N. Laurel couple appeals pit bull fine of $600

May 19, 1999|By Jamal E. Watson | Jamal E. Watson,SUN STAFF

Last week, a North Laurel couple were fined $700 after one of their dogs was declared a public nuisance by the Howard County Animal Matters Hearing Board.

On Thursday, the couple were fined $600 after another of their dogs, a pit bull named Cinnamon, escaped from their property and ran through the neighborhood.

Last night, Vincent Gibson appealed the $600 fine and asked the board to dismiss the citation issued by an animal control officer.

Gibson said he suspects that neighbors might have freed Cinnamon, who was chained to a pole in the front yard, and then called police to report that the dog was running free.

"How the dog came out of the collar is a mystery," Gibson told the board. "I don't trust people in my neighborhood.
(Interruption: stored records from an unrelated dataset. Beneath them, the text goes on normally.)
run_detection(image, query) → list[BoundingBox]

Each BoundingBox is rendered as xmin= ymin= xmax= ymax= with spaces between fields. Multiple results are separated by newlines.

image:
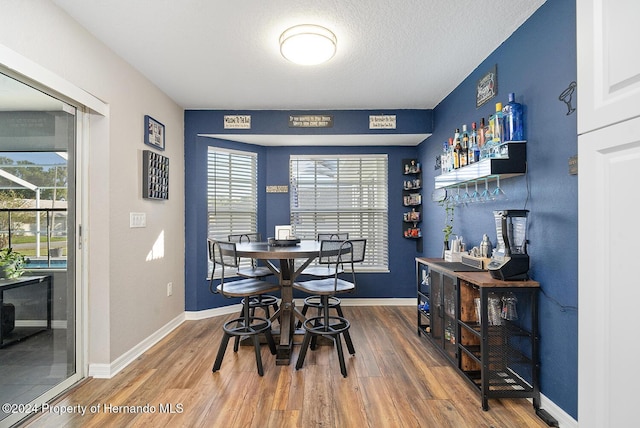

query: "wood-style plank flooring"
xmin=23 ymin=306 xmax=548 ymax=427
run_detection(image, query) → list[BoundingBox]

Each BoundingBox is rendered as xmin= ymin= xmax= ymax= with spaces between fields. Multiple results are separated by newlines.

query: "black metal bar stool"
xmin=228 ymin=233 xmax=280 ymax=350
xmin=208 ymin=239 xmax=280 ymax=376
xmin=294 ymin=239 xmax=366 ymax=377
xmin=296 ymin=233 xmax=349 ymax=329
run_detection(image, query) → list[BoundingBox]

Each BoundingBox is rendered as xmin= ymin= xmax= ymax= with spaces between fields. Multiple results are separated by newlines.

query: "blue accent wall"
xmin=185 ymin=0 xmax=577 ymax=418
xmin=418 ymin=0 xmax=577 ymax=418
xmin=185 ymin=109 xmax=432 ymax=313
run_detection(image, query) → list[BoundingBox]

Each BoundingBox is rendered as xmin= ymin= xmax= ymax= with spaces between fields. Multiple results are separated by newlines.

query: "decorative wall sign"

It's very possible that someone could have done this."

"I love these dogs," he said. "To think that I would neglect these dogs, or that my children would neglect the dogs, is ludicrous."
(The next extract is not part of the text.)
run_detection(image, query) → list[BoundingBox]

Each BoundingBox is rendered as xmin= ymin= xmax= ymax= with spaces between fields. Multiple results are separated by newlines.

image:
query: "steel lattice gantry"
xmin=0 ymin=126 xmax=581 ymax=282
Cinnamon escaped from the front yard days after the board declared that the couple's other pit bull, Diamond, was dangerous.

The board had ordered the Gibsons to "take all precautions to assure that all four of their dogs are confined to the property and not allowed to run at large off the property."

Cinnamon was caught by animal control police and is being held at the county animal shelter.

For months, residents who live on Washington Avenue and other streets have complained that the two pit bulls and the Gibsons' other dogs -- a German shepherd and schipperke -- have terrorized the neighborhood and they are loath to venture outdoors for fear of being bitten.

Gibson said the neighbors' complaints are groundless, and he does not believe any of his dogs attacked residents. Gibson, who is black, said his family is being targeted because of race.

The board ruled this month that Diamond, when outside the home, must be muzzled at all times and cannot be outdoors for more than four hours at a time.

Under the board's ruling, only individuals age 18 or older are permitted to walk Diamond, which precludes the Gibsons' four children, who are minors.

An animal control officer who responded to the Gibson home after Cinnamon was reported running free said that when she looked into the fenced-in back yard, Diamond was not wearing a muzzle.

Gibson said that for the past week the dog has been ill and vomiting and his veterinarian advised him not to put the muzzle on the dog.

Brenda Purvis, executive secretary of the Animal Matters Hearing Board, asked the board to impound Diamond.

"I am very alarmed," said Purvis. "This dog has been sick for more than a week and nothing has been done. I am concerned for the dog's welfare as well as the safety of the community."

The board has 30 days to rule on the appeal.